Transcriptomic characterisation and functional enrichment analysis of CD8+ T cells isolated from the central versus peripheral regions of GBM. (A) Volcano plot illustrates the differentially expressed genes in CD8+ T cells when comparing central versus peripheral regions. Red dots indicate significantly upregulated genes (APOE, APOC1, HLA‐DRA, C1QA, C1QB, C1QC, IL1B, CCL3, CD74) in central regions, while blue dots (KLRD1, FLT3LG) represent significantly downregulated genes (adjusted p‐value < 0.05, |log2 fold‐change| > 0.25). (B) Dot plot presenting the expression profiles of the top 40 differentially expressed genes, including 20 upregulated and 20 downregulated genes between central and peripheral CD8+ T cells. The size of each dot corresponds to the proportion of cells expressing the gene, while the colour intensity reflects the average expression level. (C) Gene Ontology (GO) molecular function enrichment analysis of the differentially expressed genes reveals significant enrichment in functions related to MHC protein complex binding, peptide binding and immune receptor activity. (D) KEGG pathway analysis identifies significant enrichment in pathways associated with antigen processing and presentation, as well as T‐cell differentiation. (E) GSEA hallmark gene set enrichment analysis showing significant enrichment in pathways involved in interferon responses, coagulation, complement and inflammatory processes. (F–J) Enrichment plots for selected hallmark gene sets: (F) HALLMARK_COAGULATION, (G) HALLMARK_COMPLEMENT, (H) HALLMARK_INTERFERON_ALPHA_RESPONSE, (I) HALLMARK_INTERFERON_GAMMA_RESPONSE and (J) HALLMARK_KRAS_SIGNALING_UP.
3. Discussion
Our extensive analysis of the spatial molecular heterogeneity of glioblastoma identifies NUCB2 as a critical regulator situated at the intersection of tumour cell proliferation and immune evasion. Utilising integrative analysis of public single‐cell transcriptomic datasets, we reveal that NUCB2 is markedly upregulated in NPC‐like tumour cells located within the central regions of GBM compared to peripheral areas, suggesting a region specific set of molecular programmes. This spatial variation in NUCB2 expression is correlated with distinct tumour microenvironmental characteristics that collectively contribute to the well‐documented therapeutic resistance observed in GBM.
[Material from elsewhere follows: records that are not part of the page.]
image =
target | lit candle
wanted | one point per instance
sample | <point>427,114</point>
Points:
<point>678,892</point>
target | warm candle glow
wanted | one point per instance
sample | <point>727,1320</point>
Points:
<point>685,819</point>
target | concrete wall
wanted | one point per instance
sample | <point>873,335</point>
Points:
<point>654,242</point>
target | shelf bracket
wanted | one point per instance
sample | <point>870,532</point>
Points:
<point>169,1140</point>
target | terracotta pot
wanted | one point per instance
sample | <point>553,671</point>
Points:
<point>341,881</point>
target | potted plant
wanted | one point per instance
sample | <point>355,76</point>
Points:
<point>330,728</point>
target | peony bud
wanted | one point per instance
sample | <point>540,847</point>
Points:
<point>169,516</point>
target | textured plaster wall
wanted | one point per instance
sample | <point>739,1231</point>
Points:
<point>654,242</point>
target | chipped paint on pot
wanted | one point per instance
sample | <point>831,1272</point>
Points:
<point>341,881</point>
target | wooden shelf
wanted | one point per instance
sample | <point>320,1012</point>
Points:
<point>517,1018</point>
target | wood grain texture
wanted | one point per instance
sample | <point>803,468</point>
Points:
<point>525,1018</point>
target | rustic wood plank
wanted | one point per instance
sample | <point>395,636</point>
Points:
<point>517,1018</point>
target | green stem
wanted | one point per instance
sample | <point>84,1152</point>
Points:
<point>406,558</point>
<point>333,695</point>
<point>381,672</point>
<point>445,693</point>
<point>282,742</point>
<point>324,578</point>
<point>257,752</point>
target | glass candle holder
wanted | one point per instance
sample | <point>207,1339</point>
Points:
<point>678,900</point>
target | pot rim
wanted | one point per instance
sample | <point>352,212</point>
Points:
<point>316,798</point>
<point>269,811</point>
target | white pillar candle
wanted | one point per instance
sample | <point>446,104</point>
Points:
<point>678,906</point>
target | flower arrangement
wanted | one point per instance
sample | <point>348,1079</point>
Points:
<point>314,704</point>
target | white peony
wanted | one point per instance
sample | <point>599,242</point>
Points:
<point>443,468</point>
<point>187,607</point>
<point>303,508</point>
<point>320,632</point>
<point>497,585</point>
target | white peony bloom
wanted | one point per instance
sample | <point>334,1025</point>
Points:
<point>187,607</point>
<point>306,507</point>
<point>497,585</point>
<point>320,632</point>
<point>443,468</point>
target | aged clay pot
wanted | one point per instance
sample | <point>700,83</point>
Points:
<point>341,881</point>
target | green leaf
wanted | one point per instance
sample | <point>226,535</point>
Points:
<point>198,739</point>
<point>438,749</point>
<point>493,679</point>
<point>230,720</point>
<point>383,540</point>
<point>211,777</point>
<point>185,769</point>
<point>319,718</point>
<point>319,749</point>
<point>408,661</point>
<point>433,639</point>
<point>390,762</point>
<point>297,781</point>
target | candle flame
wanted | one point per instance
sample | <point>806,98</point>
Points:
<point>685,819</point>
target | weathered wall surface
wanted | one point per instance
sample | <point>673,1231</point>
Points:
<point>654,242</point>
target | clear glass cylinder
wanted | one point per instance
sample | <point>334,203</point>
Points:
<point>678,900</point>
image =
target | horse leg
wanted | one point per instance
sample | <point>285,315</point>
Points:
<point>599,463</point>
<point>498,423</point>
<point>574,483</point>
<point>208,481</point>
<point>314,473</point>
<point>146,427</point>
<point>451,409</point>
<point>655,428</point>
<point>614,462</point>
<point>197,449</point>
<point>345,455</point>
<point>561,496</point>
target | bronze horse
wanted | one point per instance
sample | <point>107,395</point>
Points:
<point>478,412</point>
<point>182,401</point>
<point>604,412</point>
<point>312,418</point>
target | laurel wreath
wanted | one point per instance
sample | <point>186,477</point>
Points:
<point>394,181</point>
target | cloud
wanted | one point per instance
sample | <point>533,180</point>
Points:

The functional relevance of NUCB2 in GBM pathophysiology is evidenced by our knockdown experiments, which demonstrate a substantial reduction in cellular proliferation in both U87MG and U251MG cell lines. These findings corroborate emerging evidence implicating NUCB2 in proliferative mechanisms across various cancer types, including nasopharyngeal carcinoma, bladder cancer, hepatocellular carcinoma, colorectal cancer and thyroid cancer [24, 25, 26, 27, 28]. Importantly, our study extends beyond this established paradigm by revealing a novel immunomodulatory role of NUCB2 within the GBM ecosystem. Specifically, the positive association between NUCB2 expression and several immunoinhibitory molecules, such as IL10RB, PDCD1LG2, IL10, IDO1 and CD96, suggests that NUCB2 may facilitate the establishment of an immunosuppressive microenvironment, potentially accounting for the paradoxical observation that increased immune infiltration correlates with poorer clinical outcomes in GBM patients.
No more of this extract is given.